Communiqué de presse

Papouasie-Nouvelle-Guinée. Six femmes auraient été victimes de violences effroyables lors de la « chasse aux sorcières » de Pâques

Les autorités de Papouasie-Nouvelle-Guinée doivent prendre immédiatement des mesures afin de prévenir les violences liées aux accusations de «  sorcellerie » et sanctionner les responsables. Selon certaines informations, six femmes et un homme ont été enlevés et soumis à des actes d’une cruauté terrifiante par un groupe de personnes qui les accusait de sorcellerie.

Originaire de la province des Southern Highlands, Komape Lap affirme que des personnes l’ont enlevée avec six femmes, leur ont lié les mains, les ont dévêtues et leur ont enfoncé des tisons chauffés à blanc dans les parties génitales. Komape Lap a pu prendre la fuite, mais on ignore ce qu’il est advenu des six autres victimes.

Cette attaque se serait déroulée le 28 mars lors d’une « chasse aux sorcières » de Pâques, selon les médias locaux. La police a confirmé avoir ouvert une enquête sur cette affaire.

« Il faut en toute priorité établir ce qu’il est arrivé à ces six femmes. En outre, les auteurs présumés doivent être traduits en justice pour l’enlèvement, les crimes de nature sexuelle et les autres violences, si ces faits sont confirmés, a indiqué Kate Schuetze, chercheuse sur le Pacifique à Amnesty International.

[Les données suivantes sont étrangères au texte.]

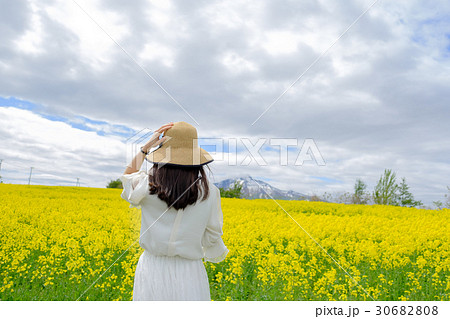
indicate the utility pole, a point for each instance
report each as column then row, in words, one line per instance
column 29, row 178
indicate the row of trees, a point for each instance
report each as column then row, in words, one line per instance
column 388, row 191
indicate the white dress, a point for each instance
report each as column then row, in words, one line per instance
column 175, row 243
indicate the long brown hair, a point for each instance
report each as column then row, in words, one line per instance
column 169, row 182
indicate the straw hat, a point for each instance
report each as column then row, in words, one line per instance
column 180, row 148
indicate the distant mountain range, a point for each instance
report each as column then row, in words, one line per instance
column 254, row 188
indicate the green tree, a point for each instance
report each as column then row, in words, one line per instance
column 360, row 196
column 405, row 197
column 233, row 192
column 115, row 184
column 385, row 192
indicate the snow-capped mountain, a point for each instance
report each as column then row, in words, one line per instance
column 254, row 188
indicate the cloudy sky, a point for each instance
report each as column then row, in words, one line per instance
column 371, row 90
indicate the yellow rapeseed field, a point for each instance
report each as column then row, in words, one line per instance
column 69, row 243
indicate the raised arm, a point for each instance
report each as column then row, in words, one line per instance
column 136, row 163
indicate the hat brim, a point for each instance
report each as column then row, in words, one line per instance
column 185, row 157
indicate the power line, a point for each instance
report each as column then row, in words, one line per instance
column 29, row 178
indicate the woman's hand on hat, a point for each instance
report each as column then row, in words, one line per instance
column 154, row 139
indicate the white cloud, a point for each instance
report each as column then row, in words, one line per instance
column 57, row 149
column 378, row 99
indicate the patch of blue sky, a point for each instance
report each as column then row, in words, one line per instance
column 327, row 179
column 102, row 128
column 20, row 104
column 221, row 145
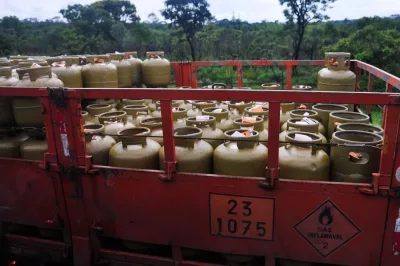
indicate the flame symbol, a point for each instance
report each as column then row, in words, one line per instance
column 326, row 217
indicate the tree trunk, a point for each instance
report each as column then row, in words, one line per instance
column 192, row 51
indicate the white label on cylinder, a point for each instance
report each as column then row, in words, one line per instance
column 302, row 137
column 202, row 117
column 64, row 140
column 237, row 134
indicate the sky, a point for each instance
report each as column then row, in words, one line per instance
column 250, row 10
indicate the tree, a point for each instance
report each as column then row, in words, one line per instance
column 189, row 16
column 299, row 14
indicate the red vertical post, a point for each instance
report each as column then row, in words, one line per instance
column 288, row 77
column 371, row 80
column 240, row 75
column 186, row 73
column 389, row 87
column 168, row 136
column 358, row 77
column 273, row 138
column 194, row 77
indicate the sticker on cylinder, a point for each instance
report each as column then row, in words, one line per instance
column 241, row 216
column 327, row 228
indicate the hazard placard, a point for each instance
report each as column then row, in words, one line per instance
column 327, row 228
column 241, row 216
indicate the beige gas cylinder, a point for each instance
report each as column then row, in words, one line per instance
column 98, row 146
column 135, row 150
column 360, row 127
column 156, row 70
column 340, row 117
column 136, row 113
column 67, row 72
column 324, row 110
column 241, row 156
column 99, row 73
column 124, row 70
column 35, row 147
column 197, row 106
column 253, row 123
column 95, row 110
column 299, row 125
column 285, row 112
column 192, row 154
column 136, row 65
column 301, row 161
column 259, row 111
column 85, row 117
column 155, row 125
column 237, row 108
column 301, row 113
column 222, row 117
column 114, row 122
column 157, row 112
column 10, row 143
column 208, row 126
column 270, row 86
column 337, row 75
column 303, row 88
column 356, row 157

« Le gouvernement doit agir sans délai pour faire barrage aux actes de violence liés à la " sorcellerie ", apporter son aide aux victimes et veiller à ce qu’elles aient pleinement accès à des services de santé notamment.

« La sorcellerie est souvent utilisée comme prétexte pour commettre des actes de violence contre les femmes. L’une des mesures les plus urgentes que les autorités doivent prendre consiste à abroger la Loi relative à la sorcellerie en vue d’empêcher ces terribles agressions. »

Au mois de mars, la Commission des réformes juridiques et constitutionnelles a invité le gouvernement à abroger la Loi relative à la sorcellerie de 1971, qui érige en infraction la pratique de la “sorcellerie interdite”.

Ces dernières informations font suite à une série d’agressions contre des personnes accusées de pratiquer la « sorcellerie », qui se sont soldées dans la plupart des cas par la mort des femmes prises pour cibles.

Au mois de février, Kepari Leniata, 20 ans, a été dévêtue, attachée, aspergée d’essence et brûlée vive par la famille d’un garçonnet qui l’accusait d’avoir provoqué la mort de celui-ci en faisant usage de sorcellerie. Deux personnes ont été inculpées à la suite de l’enquête.

La rapporteuse spéciale sur la violence contre les femmes (ONU) a fait remarquer que les femmes, particulièrement les veuves et celles qui n’ont pas de famille pour les protéger, sont touchées de manière disproportionnée par les violences liées aux accusations de « sorcellerie » en Papouasie-Nouvelle-Guinée.

Amnesty International exhorte les autorités à adopter des mesures énergiques visant à prévenir toutes les formes de violence contre les femmes, notamment en adoptant la Loi sur la protection de la famille que le gouvernement a approuvée le 4 avril.